Rising concerns about harmful content have driven YouTube to roll out an expanded supervisory feature for parents to monitor their teen’s activities on the platform. The new family centre hub will let parents and teens link their accounts, providing parents with insights into their teen’s activity on the channel, including uploads, subscriptions, and comments.
Kids need to be at least 13 years old to sign up for an account in the main YouTube app. Parents of younger kids can create profiles on YouTube Kids, but to use the regular YouTube app, you need to be at least a teenager.
Parents will be receiving an email notification for key events like video uploads and live streams, giving them better-supervising accessibility. The update will be focusing on teen teen users primarily, providing transparency for parents, to monitor their activity online, the update aims to keep teens at a distance from potentially radicalising and inappropriate content. The feature will roll out globally this week, offering parents additional resources.

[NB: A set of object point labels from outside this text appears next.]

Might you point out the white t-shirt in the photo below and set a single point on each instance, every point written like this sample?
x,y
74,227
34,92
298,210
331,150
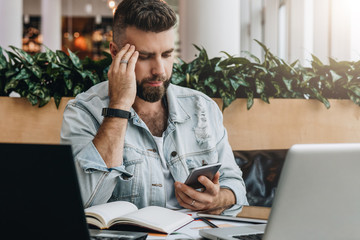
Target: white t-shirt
x,y
171,201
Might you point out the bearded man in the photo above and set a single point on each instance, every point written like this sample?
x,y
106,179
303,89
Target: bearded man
x,y
136,136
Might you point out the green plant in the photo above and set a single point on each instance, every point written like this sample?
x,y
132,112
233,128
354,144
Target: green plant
x,y
49,74
232,77
56,74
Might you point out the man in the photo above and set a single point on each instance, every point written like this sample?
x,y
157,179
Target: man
x,y
152,133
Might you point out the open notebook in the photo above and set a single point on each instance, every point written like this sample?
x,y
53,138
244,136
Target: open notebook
x,y
318,197
40,195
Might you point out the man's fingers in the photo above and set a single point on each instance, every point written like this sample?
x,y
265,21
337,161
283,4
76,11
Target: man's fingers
x,y
119,56
132,61
126,57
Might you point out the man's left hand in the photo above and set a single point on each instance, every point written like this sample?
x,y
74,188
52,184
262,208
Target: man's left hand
x,y
212,198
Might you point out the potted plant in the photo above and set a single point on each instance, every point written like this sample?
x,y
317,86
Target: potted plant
x,y
236,83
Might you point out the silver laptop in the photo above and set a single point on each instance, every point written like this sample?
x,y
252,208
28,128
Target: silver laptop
x,y
318,197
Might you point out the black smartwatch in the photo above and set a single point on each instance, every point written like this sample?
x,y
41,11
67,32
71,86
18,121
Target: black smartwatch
x,y
112,112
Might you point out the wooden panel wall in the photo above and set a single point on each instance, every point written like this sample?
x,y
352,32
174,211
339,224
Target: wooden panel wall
x,y
277,125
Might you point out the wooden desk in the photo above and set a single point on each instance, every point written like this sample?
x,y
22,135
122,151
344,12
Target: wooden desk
x,y
255,212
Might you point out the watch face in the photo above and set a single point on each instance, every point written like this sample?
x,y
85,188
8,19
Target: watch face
x,y
112,112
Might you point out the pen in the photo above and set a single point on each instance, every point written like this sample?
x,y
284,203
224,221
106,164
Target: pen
x,y
208,222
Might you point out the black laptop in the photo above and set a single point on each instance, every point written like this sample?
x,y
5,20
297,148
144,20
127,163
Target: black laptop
x,y
40,196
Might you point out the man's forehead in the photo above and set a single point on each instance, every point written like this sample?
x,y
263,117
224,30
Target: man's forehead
x,y
150,42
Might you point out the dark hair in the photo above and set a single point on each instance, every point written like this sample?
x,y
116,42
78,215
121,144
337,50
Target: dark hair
x,y
146,15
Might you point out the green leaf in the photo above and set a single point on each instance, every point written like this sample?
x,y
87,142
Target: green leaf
x,y
335,76
23,74
260,86
32,99
250,98
23,55
36,71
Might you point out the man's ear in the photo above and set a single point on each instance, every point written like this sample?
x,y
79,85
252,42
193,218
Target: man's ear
x,y
113,49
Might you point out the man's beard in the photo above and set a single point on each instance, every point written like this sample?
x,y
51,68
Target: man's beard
x,y
152,94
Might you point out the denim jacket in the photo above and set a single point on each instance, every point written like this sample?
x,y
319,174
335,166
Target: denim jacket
x,y
195,136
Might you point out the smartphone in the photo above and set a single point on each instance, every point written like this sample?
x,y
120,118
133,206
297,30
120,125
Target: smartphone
x,y
208,170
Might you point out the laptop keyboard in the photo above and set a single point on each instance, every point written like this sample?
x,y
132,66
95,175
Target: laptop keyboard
x,y
96,234
250,237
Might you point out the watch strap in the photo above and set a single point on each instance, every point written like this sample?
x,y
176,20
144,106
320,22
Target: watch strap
x,y
113,112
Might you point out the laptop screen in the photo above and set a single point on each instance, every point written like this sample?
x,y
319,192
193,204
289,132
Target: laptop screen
x,y
40,197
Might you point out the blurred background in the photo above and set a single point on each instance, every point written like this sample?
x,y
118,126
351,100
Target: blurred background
x,y
292,29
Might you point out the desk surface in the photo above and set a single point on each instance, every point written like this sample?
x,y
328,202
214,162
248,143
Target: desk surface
x,y
191,230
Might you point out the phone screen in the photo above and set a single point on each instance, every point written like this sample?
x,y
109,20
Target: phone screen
x,y
208,170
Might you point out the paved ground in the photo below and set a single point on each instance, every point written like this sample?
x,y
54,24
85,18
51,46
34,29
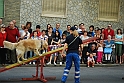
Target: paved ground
x,y
88,75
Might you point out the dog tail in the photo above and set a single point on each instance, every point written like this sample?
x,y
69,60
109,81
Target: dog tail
x,y
9,45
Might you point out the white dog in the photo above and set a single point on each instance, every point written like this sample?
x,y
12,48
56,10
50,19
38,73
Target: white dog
x,y
26,45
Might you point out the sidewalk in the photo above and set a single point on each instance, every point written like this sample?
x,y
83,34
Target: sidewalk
x,y
81,65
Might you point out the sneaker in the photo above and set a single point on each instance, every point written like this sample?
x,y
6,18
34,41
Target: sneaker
x,y
34,63
54,63
48,63
60,63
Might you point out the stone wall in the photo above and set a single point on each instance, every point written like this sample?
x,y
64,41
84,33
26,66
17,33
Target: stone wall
x,y
78,11
12,11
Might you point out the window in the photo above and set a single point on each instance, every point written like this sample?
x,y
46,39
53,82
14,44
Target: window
x,y
108,10
1,8
54,8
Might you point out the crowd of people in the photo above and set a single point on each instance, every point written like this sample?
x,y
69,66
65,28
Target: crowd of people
x,y
108,47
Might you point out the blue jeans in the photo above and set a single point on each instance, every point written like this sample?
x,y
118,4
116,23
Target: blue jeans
x,y
69,58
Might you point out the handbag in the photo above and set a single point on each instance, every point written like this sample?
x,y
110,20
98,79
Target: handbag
x,y
107,50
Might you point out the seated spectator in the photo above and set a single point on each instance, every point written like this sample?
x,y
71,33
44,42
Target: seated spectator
x,y
55,43
108,49
90,60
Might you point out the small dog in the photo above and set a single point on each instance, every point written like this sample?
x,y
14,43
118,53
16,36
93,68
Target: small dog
x,y
26,45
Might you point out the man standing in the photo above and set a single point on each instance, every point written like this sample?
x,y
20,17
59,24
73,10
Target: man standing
x,y
67,32
73,42
12,36
108,31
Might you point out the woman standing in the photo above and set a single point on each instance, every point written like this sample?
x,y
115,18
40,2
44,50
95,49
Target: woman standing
x,y
118,45
73,42
2,50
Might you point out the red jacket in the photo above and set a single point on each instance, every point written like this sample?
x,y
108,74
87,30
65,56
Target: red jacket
x,y
12,34
2,38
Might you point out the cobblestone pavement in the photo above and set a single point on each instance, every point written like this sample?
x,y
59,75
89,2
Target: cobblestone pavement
x,y
88,75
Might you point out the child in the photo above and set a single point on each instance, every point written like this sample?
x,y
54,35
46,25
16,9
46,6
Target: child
x,y
99,52
90,60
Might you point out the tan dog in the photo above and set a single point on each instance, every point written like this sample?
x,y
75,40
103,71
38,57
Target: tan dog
x,y
26,45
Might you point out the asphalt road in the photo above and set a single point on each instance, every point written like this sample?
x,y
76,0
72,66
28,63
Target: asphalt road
x,y
88,75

In an official blog, the company said “Our products for youth, YouTube Kids and supervised experiences for pre-teens, reach more than 100 million active logged-in and logged-out viewers every month and the development of these products is guided by independent experts in child development, digital learning, and children’s media who hail from academic, nonprofit, and clinical backgrounds. In partnership with these experts and in accordance with our youth principles, we’ve created this new experience that respects teens’ autonomy by giving parents and teens mutual control and new resources that empower teens to become informed and responsible digital citizens. We’ll continue engaging with experts and parents as we expand and evolve this experience.”
The blog also quotes Ellen Selkie, Assistant Professor of Pediatrics, University of Wisconsin-Madison who commented “It’s so important for teens to have space to make their own choices, express themselves, and explore their identity and values. It’s also important to have the wisdom of trusted adults in their lives if they need them. That’s why when I talk with teens and their parents about online activities, I encourage the idea of ‘trust but verify.’ YouTube’s supervised experience for teens holds these developmental principles by having teens and their parents share decisions about supervision with continued open, two-way communication.”